The noise of the buzzer near the entrance forced him out of bed. He was accustomed to the sound and his robe hung within easy reach. After putting it on, he walked the few feet to the front door and opened it to an attractive woman with hair perfectly coifed and surrounded by the perfume of lavender and cigarettes.
Rarely before had he felt this uncomfortable checking in a guest. “Good evening.” He pulled the tie of his robe tightly around him, then took in a deep breath. She didn’t seem to notice.
The woman fumbled with the purse hanging at her side. “You have a vacancy, right? The sign…”
“Of course. How many nights?”
“Oh, only one, thank you.” At the reception desk, her shallow laugh sounded of tinkling glass as her eyes fixed on the paper he handed her to complete.
He reached for the key from the board behind him. “This is one of our nicest rooms. Very secure.”
When she looked up from the page, the puffiness beneath her eyes that he’d barely detected before came into view in the muted light. Her smile illuminated her face and momentarily disguised her fatigue.
He looked at the paper, then reached over with the key in his hand. “Miss Crane. Have a good night.”
“And you do the same.” She took the key. “Thank you.”
As she walked away, he thought of how his life revolved around that hotel entrance ever since his father’s death. Even if the buzzer rang during the night, which was rarely the case, he rose early, tended the flowers in front—even though the garden fell under the responsibility of the handyman—then settled in with a cup of tea behind the heavy mahogany reception for the rest of the day.
And so it was that morning. With the thin local paper laid out in front of him, he took in the smell of oiled wood and waited for what the day would bring. That morning, she would be dressing perhaps. She might still be sleeping, as it was only 10am. Not every room was as well maintained as her room that he reserved for special guests, for those who showed respect, who treated him kindly. The room was not intended for the cranky salesman who came through twice a month on the way to Montford, or the old crone who visited her daughter in nearby Oak Grove.
The phone rang. Her voice on the other line quivered. “Can I have the room one more night?”
“I’ll come by later this morning with the payment. This room seems so…safe. I appreciate it. Bye.”
“Take your time, Miss Crane.”
The door slammed just as he hung up the phone.
“What needs fixin’ today, Mr. B?” A man in ill-fitting overalls sauntered in, a slash of white paint forever marring his red right cheek.
From behind the desk, Mr. B glanced at the newspaper articles. “3E has a dripping faucet. Take a look at the begonias in the side yard. And make sure that Miss Crane’s room, 2F, is in satisfactory order, please.” He did not look up. He suspected that the man would not make it to the end of his assigned duties, as usual.
At midnight, just as every night, Mr. B made his way back to the house behind the hotel. This ritual was something he’d never ignore, even though it left him drained and sometimes unable to sleep afterward. But she had to be attended to, her needs met. A little food, some conversation, a listening ear. An ear to hear the antique words and accusations that had never dissipated even after almost a decade of their hovering in the air, hiding in the cracks of the walls, and nestling beneath the cushion of the sofa from where she judged him.
When he was through with the visit, her command to him was clear. His last thought was of the old crone and the salesman, why he’d never bothered to dispense with them in this way. But she had never spoken of the crone. She had never judged the disheveled and unkempt salesman. Only Miss Crane.
He stumbled down the pathway with the question why playing over and over in his head, clutching her gift in his hand, the gift she had given up to him from the sheath of her ribs to take care of it once and for all. To end his lust for the guest in 2F.

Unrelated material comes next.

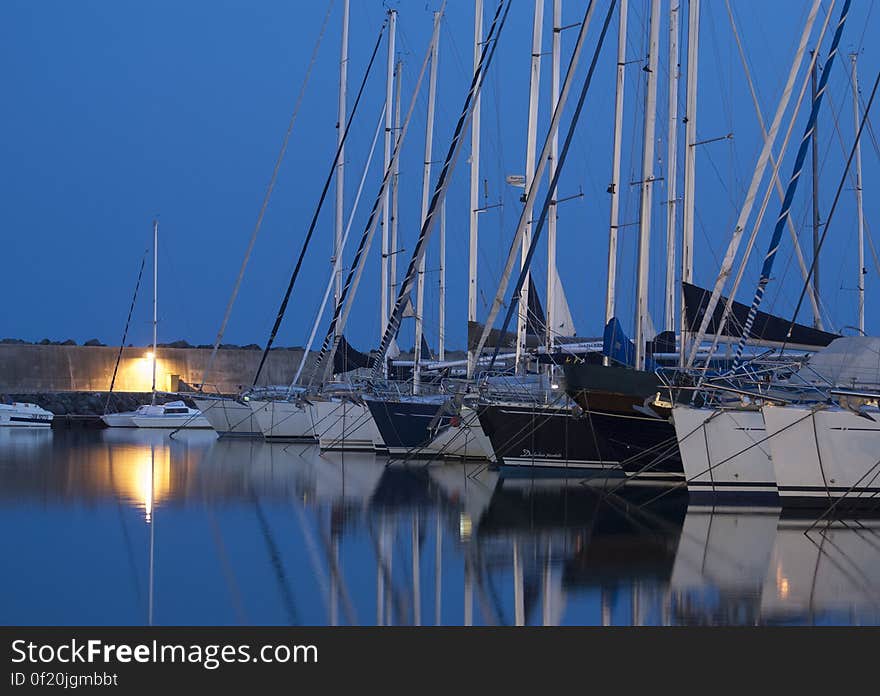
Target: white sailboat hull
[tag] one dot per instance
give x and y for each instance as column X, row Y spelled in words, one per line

When he reached her room, he took out the key from his pocket, opened the door, and heard the shower going full blast. He stepped inside. “Do it, Norman!” he heard the voice hiss in his ear as he pulled back the curtain. “Do it once more for your mother.”
Her words, the last sound he heard.
* * * * *
The police detective knelt down and reached over to turn off the water in the shower with his handkerchief, pessimistic that he’d get any prints anyway. “Two knives, huh? All the blood’s on the knife in the tub.” He looked over at the back of the head of curly hair of the person face down on the floor between the bathroom and hotel bedroom.
He picked the knife up carefully. Some blood still streaked across the blade. “Guess it’s hers.” He pointed to the lifeless old woman, her hair slightly askew, the second knife lying on the floor not far from her hand. “Who found her?”
The second detective surveyed his notes. “Handyman.”
“Did he see anyone?”
“Not this morning. Said that the last guest–someone named ‘Crane’–left sometime in the night but he never got a good look at her. Didn’t get a plate number off her car either.” The first detective pointed to the dead woman. “And he’d never seen this one before.”
The second detective scratched his head with his pencil. “Miss Crane must have gotten away safe. There’s no way a woman did this–bring in the handyman for questioning. One thing’s for sure, we won’t be seeing grandma again.” He punched a cigarette between his lips before they both went about finishing their routine and grisly duties.